# Is copying a good practice?



## brandy20 (15 Dec 2010)

It depends, you might say...If you love SketchUp like I do, you can take a look at this topic and see why copying with SketchUp is a good practice.

http://www.sketchupwoodplans.com/2010/1 ... ou-part-1/


----------



## barkwindjammer (15 Dec 2010)

Ciao Luca, very usefull lesson there, I've just started using Sketchup and appreciate maestros passing on their skill like this,


----------



## Jacob (15 Dec 2010)

Deleted - I had missed the point and answered another question. :roll:


----------



## SketchUp Guru (15 Dec 2010)

Jacob, I think you missed the point of the post. 

Good work, Luca.

As an example to how powerful copying components and flipping them is, this morning I was working on a large desk model for a client. It has two nearly identical pedestals although the right one is a mirror of the left. The client wanted the drawers made made wider and to change the inset doors and drawers to overlay. Since I had made components (instead of groups), copied and flipped them to make the opposite pedestal, editing both pedestals was quick and easy. And because the use of components and flipping copies is part of my standard practice, I don't even have to think twice about whether everything that needs to be edited is.


----------



## brandy20 (15 Dec 2010)

Thank you all!

Jacob, the topic is on using component properties in SketchUp to speed up the drawing process, as my friend Dave explained in his example.


----------



## barkwindjammer (15 Dec 2010)

So, you've made a component pair and you only want to change 1 instance what would you do then ? :?

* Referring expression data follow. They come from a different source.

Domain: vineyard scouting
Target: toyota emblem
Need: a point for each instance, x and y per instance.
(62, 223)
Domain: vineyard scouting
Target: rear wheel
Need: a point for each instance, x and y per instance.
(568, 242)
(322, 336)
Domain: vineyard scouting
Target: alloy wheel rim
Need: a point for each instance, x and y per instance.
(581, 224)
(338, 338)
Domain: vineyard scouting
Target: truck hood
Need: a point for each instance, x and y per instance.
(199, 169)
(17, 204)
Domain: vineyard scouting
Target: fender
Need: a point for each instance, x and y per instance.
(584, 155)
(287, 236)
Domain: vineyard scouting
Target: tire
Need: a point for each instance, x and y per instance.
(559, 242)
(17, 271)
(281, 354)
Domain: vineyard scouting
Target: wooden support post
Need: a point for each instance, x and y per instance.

and also, how do you get a 'pic' of your sketchup drawing onto the forum posts ?


----------



## SketchUp Guru (15 Dec 2010)

If you don't want to edit both components, Right click on one of them and Select Make Unique. This also can be used on multiples. So in the case of a table where the legs start out as identical but later need different treatment (i.e. mortises) select the front or back pair and make them unique to break their relationship with the unselected pair.

As to images, Go to File>Export and export a 2D image. Upload that image to your favorite photo album for posting here.

With no intention of detracting from Luca's tutorial, you might take a look at the videos here and here to see some flipping in action. And look here to see an example of using Make Unique. I also used it in the second video link to.


----------



## barkwindjammer (15 Dec 2010)

Thanks Dave and Luca-top guys, appreciate the willingness to pass on your expertise with this amazing tool 


Jim


----------



## SketchUp Guru (15 Dec 2010)

Thank you, Jim.

Here's a point I wanted to add: As you are working through a model, don't get in a big rush to use Make Unique. Wait until you really need it. In other words, maintain the relationship between component as long as possible so that changes to components get telegraphed through the model as much as possible. 

Suppose you have a table with tapered or turned legs. Don't split out the fronts and backs until you have the shapes drawn as needed even though the back legs are to be mortised differently than the front ones. Think about how you can save yourself time and reduce possible errors by lumping processes together as you would in the shop.


----------



## brandy20 (16 Dec 2010)

Barkwindjammer, Dave gave you the right answer on how to treat components and their modifications. Just to add a little hint on exporting images, consider the export options before saving, to give the image a proper size.

Luca


----------